While the annuals tend to be, by nature, stand-alone efforts, the stories in the 1989 annual require a fair amount of knowledge of what has been happening in the ongoing sagas of the various characters.
Slaine is off on a mystical quest that he's been stuck on for a long while (with some welcome unusual art by Steve Parkhouse); Ace Trucking Co sees Garp the Barp from Parp return to his home dimension after some doppelganger shenanigans (with annual MVP Belardinelli) but comes with a weirdly grim ending, and a Bad Company by the original BC crew fills in some backstory in the original tale.
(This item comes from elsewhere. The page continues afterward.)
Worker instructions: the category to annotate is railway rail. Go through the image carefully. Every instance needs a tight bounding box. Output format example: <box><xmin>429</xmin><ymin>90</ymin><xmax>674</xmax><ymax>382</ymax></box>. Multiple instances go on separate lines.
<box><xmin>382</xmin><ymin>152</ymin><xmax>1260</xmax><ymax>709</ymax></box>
The Dredd isn't as dialed in to the vast continuity of the main strip, although it is another comedy musical - Wagner and Grant were very good at this kind of thing, but they did do it a lot. What it does have is art by John Higgins, who was amazingly shiny at this stage. Higgins is still doing Dredd material today - his Dreadnaughts is really great - and he does some remarkable gore, showing the impact of bullets of fragile human bodies. But this is a trippier Higgins, with some gorgeous neon pastel colour work; while Ewins and McCarthy are also letting their freak fly with Kano and co.
There is a lot of Flesh in the reprint - the hunting dinosaurs kind, not the porn kind - which is always entertaining. But there is a real sense that the best days were in the past, and it's little wonder that so much of this annual is looking back on it with such fondness.